Walau Sudah Dikremasi Jantungnya Masih Tetap Utuh

Berkas:Thich Quang Duc.pngThích Quảng Đức (pengucapan bahasa Inggris: /ˌtɪ ˌkwɒŋ ˈdʊk/ TICH KWONG DUUK; 1897 – 11 Juni 1963, lahir Lam Van Tuc) adalah seorang biksu Buddha Mahayana Vietnam yang membakar dirinya sampai mati di sebuah persimpangan jalan di Saigon pada tanggal 11 Juni 1963. Quang Duc menentang penganiayaan kaum Buddha oleh pemerintahan Katolik Roma Vietnam Selatan [1] yang dipimpin oleh Ngô Đình Diệm selama Krisis Buddha di negara tersebut.
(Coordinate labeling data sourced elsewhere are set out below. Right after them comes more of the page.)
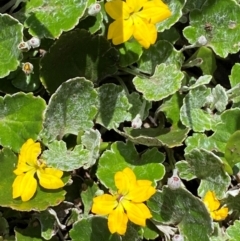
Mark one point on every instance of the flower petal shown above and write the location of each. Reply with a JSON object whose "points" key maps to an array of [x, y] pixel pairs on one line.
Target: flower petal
{"points": [[120, 31], [49, 179], [135, 5], [26, 185], [117, 9], [117, 221], [104, 204], [141, 192], [53, 171], [211, 201], [155, 11], [220, 214], [16, 184], [136, 212], [125, 180], [145, 33], [29, 152], [22, 168]]}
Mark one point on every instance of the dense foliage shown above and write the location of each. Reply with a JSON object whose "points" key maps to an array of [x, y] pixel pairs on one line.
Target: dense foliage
{"points": [[119, 120]]}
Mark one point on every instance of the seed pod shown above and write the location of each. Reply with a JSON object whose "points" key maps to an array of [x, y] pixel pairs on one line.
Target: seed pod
{"points": [[94, 9], [27, 68], [34, 42], [174, 182], [177, 237], [24, 46]]}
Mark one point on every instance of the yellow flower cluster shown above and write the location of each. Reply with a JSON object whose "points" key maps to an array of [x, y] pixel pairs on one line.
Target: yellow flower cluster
{"points": [[213, 204], [135, 18], [127, 204], [25, 184]]}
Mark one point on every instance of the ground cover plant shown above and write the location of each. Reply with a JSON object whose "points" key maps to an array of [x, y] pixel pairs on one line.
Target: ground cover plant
{"points": [[119, 120]]}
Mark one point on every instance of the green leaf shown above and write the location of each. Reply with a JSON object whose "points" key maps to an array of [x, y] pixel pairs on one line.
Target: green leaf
{"points": [[234, 77], [218, 234], [27, 82], [17, 124], [114, 106], [202, 80], [137, 105], [57, 155], [78, 53], [215, 22], [223, 130], [91, 23], [11, 36], [92, 228], [42, 199], [121, 155], [233, 203], [87, 196], [50, 19], [208, 168], [171, 108], [220, 98], [165, 82], [130, 52], [150, 231], [48, 224], [170, 137], [176, 7], [191, 5], [171, 35], [233, 231], [161, 52], [179, 207], [71, 109], [232, 150], [209, 61], [91, 141], [191, 113], [235, 82], [32, 232]]}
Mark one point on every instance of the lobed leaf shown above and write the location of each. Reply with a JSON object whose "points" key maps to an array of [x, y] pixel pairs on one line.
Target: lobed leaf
{"points": [[181, 208], [71, 108]]}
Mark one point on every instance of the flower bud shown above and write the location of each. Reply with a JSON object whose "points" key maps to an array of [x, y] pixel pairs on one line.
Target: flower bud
{"points": [[94, 9], [34, 42], [27, 68], [24, 46], [174, 182], [177, 237], [202, 40], [137, 122]]}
Setelah kematiannya, tubuh Quang Duc dikremasi, namun jantungnya tetap utuh.[2][3]

Aksi bakar diri ini kemudian dianggap sebagai titik balik dalam Krisis Buddha dan berperan penting dalam menggulingkan Diệm, yang kemudian dibunuh pada tanggal 2 November 1963. Foto kejadian tersebut, yang membuat Malcolm Browne mendapatkan sebuah Penghargaan Pulitzer, mendatangkan simpati terhadap biksu-biksu Vietnam dan desakan terhadap rezim Diệm dari segala penjuru dunia. Sejumlah biksu Vietnam lainnya mengikuti jejak Quang Duc dengan membakar diri setelah tekanan terhadap mereka semakin gencar. Aksi bakar diri ini pun ditiru oleh sejumlah pemrotes perang Vietnam di Amerika Serikat beberapa tahun kemudian.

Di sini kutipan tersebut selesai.